Mutat Res 2001 Jan 25;473(1):109-19
Effect of endogenous carotenoids on "adaptive" mutation in Escherichia coli FC40.

Bridges BA, Foster PL, Timms AR.

MRC Cell Mutation Unit, University of Sussex, Falmer, BN1 9RR, Brighton, UK. b.a.bridges@sussex.ac.uk

The appearance over many days of Lac(+) frameshift mutations in Escherichia coli strain FC40 incubated on lactose selection plates is a classic example of apparent "adaptive" mutation in an episomal gene. We show that endogenously overproduced carotenoids reduce adaptive mutation under selective conditions by a factor of around two. Carotenoids are known to scavenge singlet oxygen suggesting that the accumulation of oxidative base damage may be an integral part of the adaptive mutation phenomenon.
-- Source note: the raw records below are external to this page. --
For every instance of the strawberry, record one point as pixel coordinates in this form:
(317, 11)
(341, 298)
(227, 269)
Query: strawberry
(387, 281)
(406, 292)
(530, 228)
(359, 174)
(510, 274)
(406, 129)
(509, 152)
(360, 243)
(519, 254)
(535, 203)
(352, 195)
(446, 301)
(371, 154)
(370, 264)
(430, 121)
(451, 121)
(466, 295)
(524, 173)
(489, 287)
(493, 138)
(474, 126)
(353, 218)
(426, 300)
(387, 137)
If so, the lesion cannot be 7,8-dihydro-8-oxoguanine since adaptive mutation in FC40 is unaffected by mutM and mutY mutations. If active oxygen species such as singlet oxygen are involved in adaptive mutation then they should also induce frameshift mutations in FC40 under non-selective conditions. We show that such mutations can be induced under non-selective conditions by protoporphyrin photosensitisation and that this photodynamic induction is reduced by a factor of just over two when endogenous carotenoids are present. We argue that the involvement of oxidative damage would in no way be inconsistent with current understanding of the mechanism of adaptive mutation and the role of DNA polymerases.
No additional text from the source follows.